Family Reveals Bianchi 'torture'

13 April 2015 01:45

Jules Bianchi's family is going through "daily torture" as the Formula One driver continues his recovery from a severe head injury.

Bianchi remains in a coma six months after his Marussia crashed into a recovery vehicle during the 2014 Japanese Grand Prix at Suzuka.

The 25-year-old is in a stable condition in a hospital in his home town of Nice, but as the wait for him to regain consciousness goes on, his family continues to suffer by his side.

"I think that in this type of accident it shocks more than an actual death. The pain is endless - a daily torture," father Philippe Bianchi told French newspaper Nice-Matin.

"Every day, Jules is running a marathon. All of his organs are working without assistance. But, for now, he remains unconscious.

"From a medical point of view, his condition is stable.

"The only thing we can say is that he's fiercely fighting as he always did, before and after the accident.

"He's moving forward. So we hope for a new evolution. The next one would be for him to get out of his coma."

Bianchi's crash happened on lap 43 of October's grand prix at Suzuka. The cars were behind the safety car after Adrian Sutil had spun off the track in wet conditions.
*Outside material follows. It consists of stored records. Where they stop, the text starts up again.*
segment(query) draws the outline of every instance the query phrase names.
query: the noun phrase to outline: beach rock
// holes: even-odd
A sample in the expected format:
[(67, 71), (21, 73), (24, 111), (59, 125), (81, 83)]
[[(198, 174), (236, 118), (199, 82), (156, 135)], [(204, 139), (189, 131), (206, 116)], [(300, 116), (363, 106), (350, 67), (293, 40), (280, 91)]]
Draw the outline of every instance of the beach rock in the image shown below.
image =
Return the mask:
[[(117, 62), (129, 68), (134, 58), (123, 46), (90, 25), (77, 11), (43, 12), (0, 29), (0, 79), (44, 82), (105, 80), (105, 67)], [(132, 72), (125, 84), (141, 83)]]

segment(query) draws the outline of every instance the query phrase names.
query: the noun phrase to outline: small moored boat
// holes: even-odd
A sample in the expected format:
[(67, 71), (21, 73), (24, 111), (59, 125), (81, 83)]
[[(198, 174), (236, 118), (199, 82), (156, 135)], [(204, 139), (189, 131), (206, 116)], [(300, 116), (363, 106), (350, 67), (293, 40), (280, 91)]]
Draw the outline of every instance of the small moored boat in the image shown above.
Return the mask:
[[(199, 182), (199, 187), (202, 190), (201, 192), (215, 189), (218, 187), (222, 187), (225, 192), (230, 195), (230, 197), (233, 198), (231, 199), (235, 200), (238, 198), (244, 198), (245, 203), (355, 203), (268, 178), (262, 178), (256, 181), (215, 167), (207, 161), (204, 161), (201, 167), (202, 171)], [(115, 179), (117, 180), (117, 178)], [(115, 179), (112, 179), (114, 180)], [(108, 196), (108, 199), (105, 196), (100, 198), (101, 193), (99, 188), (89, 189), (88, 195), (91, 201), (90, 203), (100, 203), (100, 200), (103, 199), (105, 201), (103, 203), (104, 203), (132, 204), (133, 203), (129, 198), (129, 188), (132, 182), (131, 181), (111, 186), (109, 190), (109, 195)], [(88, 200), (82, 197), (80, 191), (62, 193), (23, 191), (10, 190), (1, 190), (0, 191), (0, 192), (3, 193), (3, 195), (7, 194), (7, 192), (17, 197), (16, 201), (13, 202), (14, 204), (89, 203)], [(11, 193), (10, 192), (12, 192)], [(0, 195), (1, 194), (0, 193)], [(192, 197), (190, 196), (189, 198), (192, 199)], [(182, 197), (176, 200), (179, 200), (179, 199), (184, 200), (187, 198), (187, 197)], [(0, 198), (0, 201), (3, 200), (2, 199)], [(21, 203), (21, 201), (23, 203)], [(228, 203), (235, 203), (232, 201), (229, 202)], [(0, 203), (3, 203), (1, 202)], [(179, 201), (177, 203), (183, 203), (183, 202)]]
One lap later, on the same corner as Sutil's Sauber was being towed away, Bianchi's car aquaplaned off the circuit and collided with the recovery vehicle.

The race was red flagged on lap 46 and did not restart, while Bianchi was taken away to hospital

He remained in the Mie Prefectural General Medical Centre in Yokkaichi until November when he was transported to Le Centre Hospitalier Universitaire de Nice.

Motor sport world governing body the FIA's Accident Panel released a 396-page report following its investigation into the crash and found Bianchi "did not slow sufficiently to avoid losing control at the same point on the track as Sutil".

The accident raised questions again as to whether F1 should make use of closed cockpits, five years after Felipe Massa was knocked unconscious by a spring that had fallen off Rubens Barrichello's Brawn car at the Hungarian Grand Prix.

However, the Accident Panel rejected this would have helped Bianchi, stating: "(The) approach is (not) practical due to the very large forces involved in the accident between a 700kg car striking a 6500kg crane at a speed of 126kph.

''It is considered fundamentally wrong to try and make an impact between a racing car and a large and heavy vehicle survivable.

''It is imperative to prevent a car ever hitting the crane and/or the marshals working near it.''

Bianchi's fellow drivers have continually offered their support across social media, with the hashtag #ForzaJules regularly used, most recently by McLaren driver Jenson Button and the team's reserve driver Kevin Magnussen on Monday.